- 1 small leek thinly sliced
- 1 carrot, diced
- 1 bunch kale, chopped
- 1 bunch silverbeet
- 1 zucchini, diced
- 3 stalks celery
- handful of baby spinach
- ½ bunch coriander roughly chopped
- 3 cups vegetable stock (we make our own stock)
- 1 red chilli , sliced
- 1 chilli pepper , sliced for garnish
- ½ c toasted pumpkin and sunflower seeds
- Coriander for garnish
- Greek yoghurt, for serving
- Sea salt to taste
- In a heavy bottom soup pot heat up a little olive oil over medium flame. Add the sliced leek and saute until translucent. Add the carrot, celery and zucchini and cook for about 5 minutes until they start to soften.

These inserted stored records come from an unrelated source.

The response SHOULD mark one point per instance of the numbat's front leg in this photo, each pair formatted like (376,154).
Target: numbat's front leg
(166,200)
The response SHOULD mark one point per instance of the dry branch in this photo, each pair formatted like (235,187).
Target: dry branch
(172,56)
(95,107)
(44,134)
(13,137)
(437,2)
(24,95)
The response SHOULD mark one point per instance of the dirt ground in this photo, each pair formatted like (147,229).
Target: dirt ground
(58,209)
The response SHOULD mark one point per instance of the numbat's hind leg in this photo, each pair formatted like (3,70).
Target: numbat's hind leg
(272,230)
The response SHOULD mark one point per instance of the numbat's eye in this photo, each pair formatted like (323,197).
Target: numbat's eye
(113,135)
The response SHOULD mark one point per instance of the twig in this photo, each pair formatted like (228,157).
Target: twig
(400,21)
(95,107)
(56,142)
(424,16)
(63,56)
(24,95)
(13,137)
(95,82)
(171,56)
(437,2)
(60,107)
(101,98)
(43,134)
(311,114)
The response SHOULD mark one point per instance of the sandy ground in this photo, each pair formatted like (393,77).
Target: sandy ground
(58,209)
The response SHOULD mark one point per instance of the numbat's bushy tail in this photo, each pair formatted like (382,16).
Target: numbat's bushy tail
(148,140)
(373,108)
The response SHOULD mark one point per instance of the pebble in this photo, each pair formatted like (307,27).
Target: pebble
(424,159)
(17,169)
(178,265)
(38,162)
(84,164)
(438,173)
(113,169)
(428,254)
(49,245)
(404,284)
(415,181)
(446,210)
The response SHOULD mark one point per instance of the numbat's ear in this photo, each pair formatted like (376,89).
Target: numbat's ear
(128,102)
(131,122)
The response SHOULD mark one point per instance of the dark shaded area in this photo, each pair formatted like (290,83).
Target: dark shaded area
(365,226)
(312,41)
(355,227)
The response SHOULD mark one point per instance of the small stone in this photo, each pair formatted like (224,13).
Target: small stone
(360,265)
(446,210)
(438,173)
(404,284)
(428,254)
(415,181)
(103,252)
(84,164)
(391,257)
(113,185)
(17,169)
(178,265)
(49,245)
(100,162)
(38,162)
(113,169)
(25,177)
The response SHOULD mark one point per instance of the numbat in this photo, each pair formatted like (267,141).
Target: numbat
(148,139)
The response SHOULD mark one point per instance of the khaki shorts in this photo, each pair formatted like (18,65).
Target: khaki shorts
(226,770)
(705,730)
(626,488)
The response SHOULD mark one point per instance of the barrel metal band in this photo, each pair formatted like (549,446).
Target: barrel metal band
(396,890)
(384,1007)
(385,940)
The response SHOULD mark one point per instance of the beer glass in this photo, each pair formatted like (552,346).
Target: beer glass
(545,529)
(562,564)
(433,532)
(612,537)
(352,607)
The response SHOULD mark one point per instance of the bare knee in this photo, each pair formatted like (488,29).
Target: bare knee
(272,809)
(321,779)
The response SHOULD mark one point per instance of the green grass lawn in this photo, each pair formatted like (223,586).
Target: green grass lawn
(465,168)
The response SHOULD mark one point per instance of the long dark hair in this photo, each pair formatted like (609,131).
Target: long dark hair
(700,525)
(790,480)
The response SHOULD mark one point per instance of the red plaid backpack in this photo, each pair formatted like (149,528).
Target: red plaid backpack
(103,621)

- Stir in the kale and silverbeet and sauté until wilted, about 5 minutes. Pour in the vegetable stock and bring the soup to a gentle simmer. Allow to cook for a few minutes then stir in the baby spinach and chopped cilantro. Turn off the flame and cover with a lid. Allow the soup to sit for a few minutes until the spinach has wilted.

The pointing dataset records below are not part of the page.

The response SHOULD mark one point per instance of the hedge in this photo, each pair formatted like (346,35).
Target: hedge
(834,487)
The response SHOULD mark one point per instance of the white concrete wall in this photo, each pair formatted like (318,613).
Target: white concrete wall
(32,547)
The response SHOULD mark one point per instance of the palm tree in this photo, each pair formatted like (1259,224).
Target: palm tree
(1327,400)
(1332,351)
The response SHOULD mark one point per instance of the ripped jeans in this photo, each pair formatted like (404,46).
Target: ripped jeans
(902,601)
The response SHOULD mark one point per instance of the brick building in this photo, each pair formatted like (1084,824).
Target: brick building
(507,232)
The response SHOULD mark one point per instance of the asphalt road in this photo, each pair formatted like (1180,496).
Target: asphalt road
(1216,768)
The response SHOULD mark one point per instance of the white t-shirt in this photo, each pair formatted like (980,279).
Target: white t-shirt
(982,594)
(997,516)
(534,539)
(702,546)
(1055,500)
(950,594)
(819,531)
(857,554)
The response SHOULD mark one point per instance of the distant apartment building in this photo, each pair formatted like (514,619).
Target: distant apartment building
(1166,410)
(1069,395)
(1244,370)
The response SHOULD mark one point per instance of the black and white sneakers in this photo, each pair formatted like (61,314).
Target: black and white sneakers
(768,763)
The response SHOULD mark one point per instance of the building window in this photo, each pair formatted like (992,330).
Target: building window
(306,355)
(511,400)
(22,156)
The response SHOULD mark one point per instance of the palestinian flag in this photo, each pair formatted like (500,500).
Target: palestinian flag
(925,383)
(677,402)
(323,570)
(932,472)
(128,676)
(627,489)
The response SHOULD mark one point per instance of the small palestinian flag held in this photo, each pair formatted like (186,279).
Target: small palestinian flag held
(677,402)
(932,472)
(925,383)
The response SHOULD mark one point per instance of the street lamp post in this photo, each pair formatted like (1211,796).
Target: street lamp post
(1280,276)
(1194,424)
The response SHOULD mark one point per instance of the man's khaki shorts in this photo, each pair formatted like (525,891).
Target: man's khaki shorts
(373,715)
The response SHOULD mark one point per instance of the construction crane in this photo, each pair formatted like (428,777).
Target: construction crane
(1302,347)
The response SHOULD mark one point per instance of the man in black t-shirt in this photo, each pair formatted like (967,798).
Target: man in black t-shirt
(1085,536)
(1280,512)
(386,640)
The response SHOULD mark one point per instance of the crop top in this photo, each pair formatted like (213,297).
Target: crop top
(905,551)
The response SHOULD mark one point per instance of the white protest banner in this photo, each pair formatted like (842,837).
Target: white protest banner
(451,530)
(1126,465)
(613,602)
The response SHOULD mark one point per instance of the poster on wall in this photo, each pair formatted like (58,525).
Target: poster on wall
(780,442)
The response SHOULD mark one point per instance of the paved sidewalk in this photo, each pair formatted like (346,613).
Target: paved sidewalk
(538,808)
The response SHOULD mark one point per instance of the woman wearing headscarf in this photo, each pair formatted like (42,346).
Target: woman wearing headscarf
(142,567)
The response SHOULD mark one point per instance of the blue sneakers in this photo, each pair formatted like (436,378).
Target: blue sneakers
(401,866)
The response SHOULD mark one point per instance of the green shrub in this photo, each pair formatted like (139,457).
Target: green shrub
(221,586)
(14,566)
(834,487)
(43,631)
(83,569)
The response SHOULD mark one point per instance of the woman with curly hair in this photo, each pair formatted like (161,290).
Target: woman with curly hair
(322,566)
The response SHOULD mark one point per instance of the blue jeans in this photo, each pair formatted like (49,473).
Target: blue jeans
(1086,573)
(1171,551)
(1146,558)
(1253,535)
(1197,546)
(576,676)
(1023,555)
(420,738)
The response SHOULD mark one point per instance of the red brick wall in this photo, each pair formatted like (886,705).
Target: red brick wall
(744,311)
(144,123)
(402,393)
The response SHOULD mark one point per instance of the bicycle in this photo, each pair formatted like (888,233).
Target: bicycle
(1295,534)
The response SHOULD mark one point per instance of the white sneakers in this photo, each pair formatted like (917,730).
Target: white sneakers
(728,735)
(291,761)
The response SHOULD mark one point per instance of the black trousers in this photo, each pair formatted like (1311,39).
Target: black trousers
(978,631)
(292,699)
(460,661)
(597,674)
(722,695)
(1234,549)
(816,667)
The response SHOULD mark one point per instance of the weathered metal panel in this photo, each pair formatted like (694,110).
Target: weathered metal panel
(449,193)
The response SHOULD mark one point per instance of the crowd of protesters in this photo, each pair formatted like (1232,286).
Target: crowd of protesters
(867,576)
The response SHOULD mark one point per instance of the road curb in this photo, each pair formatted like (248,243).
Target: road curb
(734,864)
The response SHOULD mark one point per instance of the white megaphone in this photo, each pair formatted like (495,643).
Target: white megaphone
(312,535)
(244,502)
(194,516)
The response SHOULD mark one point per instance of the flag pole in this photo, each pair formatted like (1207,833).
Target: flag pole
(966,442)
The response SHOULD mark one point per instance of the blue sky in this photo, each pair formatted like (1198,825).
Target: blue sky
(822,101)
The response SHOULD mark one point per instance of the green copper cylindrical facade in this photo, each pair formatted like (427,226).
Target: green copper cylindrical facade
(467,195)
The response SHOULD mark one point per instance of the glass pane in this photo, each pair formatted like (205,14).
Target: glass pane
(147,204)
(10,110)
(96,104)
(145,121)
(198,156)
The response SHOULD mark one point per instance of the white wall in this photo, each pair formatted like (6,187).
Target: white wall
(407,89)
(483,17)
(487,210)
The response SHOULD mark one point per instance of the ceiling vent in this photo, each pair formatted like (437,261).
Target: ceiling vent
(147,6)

- Using a hand held immersion blender puree the soup to your liking, (I used the thermomix) adding more stock If you prefer a thinner consistency. Season to your taste with the sea salt an red pepper flakes.
- Serve with a drizzle of yoghurt, sprinkled with the seeds and garnished with coriander and chilli pepper slices.